- Username
- Anonymous
- Date posted
- 12w ago
Question
Anyone get thoughts that they are possessed?
Anyone get thoughts that they are possessed?
„We are safe in God, no matter what thoughts are arising.“ Amen🙏
If you want to see true possession, just turn on the TV. Over half of Hollywood is possessed. Lol
I have this what if thought that if I keep thinking about it then it's going to happen
@Anonymous Well, the hard truth is, maybe, maybe not is the only answer. Our minds are predisposed to obsession, which leads to constantly trying to analyze everything, and we get stuck in detective mode, and always try to figure out every thought every situation every possibility. Sometimes I wish I can just be normal, but it is so hard. I have had this as well, it’s actually normal for someone with OCD. Experience it only seems real because you are thinking about it so much that you are starting to live it, it becomes part of you. Then I’ve experienced once I stop obsessing on it and go to something else, and no longer feels as real. It seems seems stupid.

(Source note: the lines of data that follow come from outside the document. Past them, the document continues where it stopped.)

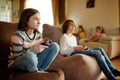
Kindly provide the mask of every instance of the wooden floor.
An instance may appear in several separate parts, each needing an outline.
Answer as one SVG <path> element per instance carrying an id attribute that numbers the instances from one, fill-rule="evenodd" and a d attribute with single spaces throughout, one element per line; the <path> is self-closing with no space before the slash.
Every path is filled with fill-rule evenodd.
<path id="1" fill-rule="evenodd" d="M 118 69 L 120 71 L 120 56 L 111 59 L 113 65 L 116 67 L 116 69 Z M 116 77 L 117 80 L 120 80 L 120 76 Z M 106 78 L 104 78 L 103 80 L 107 80 Z"/>

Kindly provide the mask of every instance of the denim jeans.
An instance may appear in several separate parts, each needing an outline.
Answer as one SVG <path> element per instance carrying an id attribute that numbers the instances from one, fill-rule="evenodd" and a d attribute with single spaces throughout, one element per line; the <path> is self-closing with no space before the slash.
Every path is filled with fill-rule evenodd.
<path id="1" fill-rule="evenodd" d="M 113 66 L 110 59 L 108 58 L 108 56 L 106 55 L 105 51 L 102 48 L 92 48 L 89 50 L 80 50 L 71 53 L 71 55 L 74 54 L 85 54 L 85 55 L 93 56 L 97 60 L 100 69 L 103 71 L 106 77 L 109 80 L 115 80 L 115 76 L 112 73 L 115 67 Z"/>
<path id="2" fill-rule="evenodd" d="M 59 52 L 59 46 L 53 42 L 47 49 L 38 54 L 32 52 L 26 53 L 17 60 L 11 67 L 17 71 L 36 72 L 39 68 L 49 68 L 52 61 Z"/>

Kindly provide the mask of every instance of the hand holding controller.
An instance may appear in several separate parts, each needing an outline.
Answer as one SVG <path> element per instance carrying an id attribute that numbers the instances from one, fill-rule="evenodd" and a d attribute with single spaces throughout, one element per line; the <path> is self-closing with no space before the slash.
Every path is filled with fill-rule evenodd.
<path id="1" fill-rule="evenodd" d="M 85 46 L 85 45 L 83 46 L 83 48 L 84 48 L 84 50 L 88 50 L 88 47 L 87 47 L 87 46 Z"/>
<path id="2" fill-rule="evenodd" d="M 52 43 L 52 40 L 45 38 L 44 43 L 42 43 L 41 45 L 49 46 L 51 43 Z"/>

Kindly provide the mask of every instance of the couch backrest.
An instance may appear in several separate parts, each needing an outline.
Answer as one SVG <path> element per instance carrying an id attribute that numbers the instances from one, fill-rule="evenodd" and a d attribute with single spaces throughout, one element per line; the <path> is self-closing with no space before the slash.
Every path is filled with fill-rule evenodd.
<path id="1" fill-rule="evenodd" d="M 62 35 L 62 29 L 49 24 L 43 24 L 43 38 L 49 38 L 52 41 L 58 42 Z"/>
<path id="2" fill-rule="evenodd" d="M 16 23 L 0 21 L 0 65 L 2 62 L 7 62 L 10 36 L 17 30 L 16 26 Z"/>

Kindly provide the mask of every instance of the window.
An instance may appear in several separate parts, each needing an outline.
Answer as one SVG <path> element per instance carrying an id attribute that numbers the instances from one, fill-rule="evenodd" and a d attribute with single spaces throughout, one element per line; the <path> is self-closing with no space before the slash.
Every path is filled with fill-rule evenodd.
<path id="1" fill-rule="evenodd" d="M 51 0 L 27 0 L 26 8 L 35 8 L 40 12 L 40 16 L 41 16 L 40 31 L 41 32 L 42 32 L 42 25 L 44 23 L 53 25 Z"/>

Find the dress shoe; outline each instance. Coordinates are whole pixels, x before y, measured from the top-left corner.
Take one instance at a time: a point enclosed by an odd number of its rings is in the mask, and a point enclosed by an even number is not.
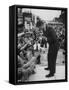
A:
[[[48,78],[53,77],[53,76],[54,76],[54,73],[52,73],[52,74],[50,73],[50,74],[46,75],[46,77],[48,77]]]
[[[45,70],[49,70],[49,68],[44,68]]]

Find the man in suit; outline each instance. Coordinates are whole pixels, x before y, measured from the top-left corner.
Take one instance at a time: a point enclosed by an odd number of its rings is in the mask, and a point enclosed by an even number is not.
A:
[[[57,40],[55,30],[49,25],[44,26],[40,25],[40,28],[43,29],[43,36],[47,38],[47,42],[49,44],[48,49],[48,67],[45,70],[50,70],[50,73],[46,75],[46,77],[52,77],[56,71],[56,59],[57,53],[59,49],[59,43]]]

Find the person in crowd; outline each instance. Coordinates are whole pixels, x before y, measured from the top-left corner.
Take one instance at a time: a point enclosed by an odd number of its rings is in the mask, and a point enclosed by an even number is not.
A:
[[[41,22],[39,28],[43,29],[43,36],[47,38],[47,42],[49,44],[48,67],[45,68],[45,70],[50,70],[50,73],[46,75],[46,77],[52,77],[56,72],[56,59],[59,49],[59,43],[57,40],[56,32],[52,27],[48,25],[44,26],[44,24]]]

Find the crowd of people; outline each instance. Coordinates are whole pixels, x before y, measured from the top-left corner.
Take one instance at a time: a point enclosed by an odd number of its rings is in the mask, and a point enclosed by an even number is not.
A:
[[[58,49],[64,49],[64,46],[62,45],[64,45],[65,42],[65,28],[64,26],[56,26],[53,28],[53,30],[56,31],[57,39],[54,31],[53,33],[52,30],[51,32],[48,32],[49,30],[46,32],[43,30],[44,28],[46,29],[44,23],[42,23],[40,25],[37,24],[32,31],[24,30],[22,33],[18,33],[18,81],[20,82],[27,81],[31,74],[35,74],[36,64],[41,63],[41,47],[47,48],[47,43],[49,43],[48,68],[45,68],[45,70],[50,70],[50,74],[47,75],[47,77],[53,76],[55,73]],[[57,41],[59,43],[59,47],[57,46]],[[53,58],[52,63],[50,60],[51,58]]]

If you aren’t into God, apologies, not tryna push anything on you, but you did mention possession so therefore you may believe in evil, and if there is evil, there is a Devil, and if there is good there is a God. So here it goes. Dont freak out, relax it doesn’t get a hold of you like you see in the movies. Although OCD is a mental defect, it does make us more aware of the spiritual aspect of intrusive thoughts. Everyone has them, we just try and figure them out, and get stuck on everything because we need to add meaning to everything. So in short, this is partially spiritual yes! And partially physical. The thoughts dont come from us, but the reactions do.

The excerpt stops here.